Computer Technology Helps Radiologists Spot Overlooked Small Breast Cancers

Computer-aided diagnosis (CAD) can help radiologists find early-stage breast cancers that might otherwise be missed, according to findings from a retrospective study presented at the “Era of Hope” Department of Defense Breast Cancer Research Program meeting.

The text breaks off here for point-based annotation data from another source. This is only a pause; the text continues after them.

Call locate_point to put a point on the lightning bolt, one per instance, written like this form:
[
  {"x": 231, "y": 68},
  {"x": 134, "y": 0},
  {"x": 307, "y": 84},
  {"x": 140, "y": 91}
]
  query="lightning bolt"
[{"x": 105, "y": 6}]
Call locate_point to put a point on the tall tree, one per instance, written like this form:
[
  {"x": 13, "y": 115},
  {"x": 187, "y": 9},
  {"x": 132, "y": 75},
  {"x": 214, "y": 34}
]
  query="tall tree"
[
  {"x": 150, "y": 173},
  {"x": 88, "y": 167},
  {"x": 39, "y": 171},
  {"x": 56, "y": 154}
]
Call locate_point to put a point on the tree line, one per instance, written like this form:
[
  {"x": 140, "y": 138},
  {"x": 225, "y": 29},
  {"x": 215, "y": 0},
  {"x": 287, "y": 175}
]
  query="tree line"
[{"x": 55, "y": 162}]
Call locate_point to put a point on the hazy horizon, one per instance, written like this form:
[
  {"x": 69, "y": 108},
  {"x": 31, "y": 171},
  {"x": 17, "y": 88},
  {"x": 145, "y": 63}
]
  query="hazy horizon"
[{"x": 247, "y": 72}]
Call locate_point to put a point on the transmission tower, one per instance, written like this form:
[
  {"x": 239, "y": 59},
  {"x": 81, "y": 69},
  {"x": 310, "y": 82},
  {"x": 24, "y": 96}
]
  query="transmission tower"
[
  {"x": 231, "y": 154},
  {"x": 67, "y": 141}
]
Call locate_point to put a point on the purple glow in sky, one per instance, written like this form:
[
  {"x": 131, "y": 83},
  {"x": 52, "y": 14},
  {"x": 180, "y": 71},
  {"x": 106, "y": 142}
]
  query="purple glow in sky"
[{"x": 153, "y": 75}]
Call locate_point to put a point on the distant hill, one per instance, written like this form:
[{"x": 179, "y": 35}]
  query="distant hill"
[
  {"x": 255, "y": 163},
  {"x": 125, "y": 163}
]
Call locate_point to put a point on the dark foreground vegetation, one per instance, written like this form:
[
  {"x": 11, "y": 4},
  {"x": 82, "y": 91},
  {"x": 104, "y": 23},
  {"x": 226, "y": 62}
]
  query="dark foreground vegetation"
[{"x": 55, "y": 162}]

“CAD cannot pick up lesions that are invisible at mammography, but it can compensate for some cases of radiologist oversight,” said principal investigator Kunio Doi, PhD, professor of radiology at The University of Chicago. “We believe the increasingly positive results with CAD demonstrate it can serve as a ‘second opinion’ for traditional screening mammograms.”

Despite mammography’s proven value, many small cancers are barely evident on mammograms and can elude detection by tired or less experienced radiologists. Computer-assisted diagnosis provides a measure of insurance against human error by graphically drawing radiologists’ attention to masses and microcalcifications.

Missed Cancer Detected

In this study, a CAD Prototype Intelligent Workstation, developed by Dr. Doi and colleagues at The University of Chicago, was used to review the mammograms of more than 22,000 women who had been screened routinely over the past 5 years. Among the first 12,670 women whose charts were analyzed, 79 developed breast cancer.

Although many of these cancers were eventually detected by mammography, 23 women had had an earlier screening mammogram that was reported as negative and, in retrospect, was found to show cancer. The CAD workstation identified 52% of these missed cancers roughly a year before they were actually detected.

Radiologists are now using CAD (under subcontract from the University’s Department of Defense grant) as a concurrent second opinion for all screening mammograms at Grant Square Imaging in Hinsdale, Illinois. Data analysis from that study will begin in about 2 years.

With a CAD workstation, a laser scanner first transforms the mammography film into a detailed matrix of digital data. Microcalcifications appear as tiny white spots, and masses appear as round or irregular shapes. Guided by complex programming refined over many years, the system’s computer vision and artificial intelligence algorithms scan the digital matrix, sift out background findings and normal soft tissue, and then highlight patterns that are likely to represent lesions.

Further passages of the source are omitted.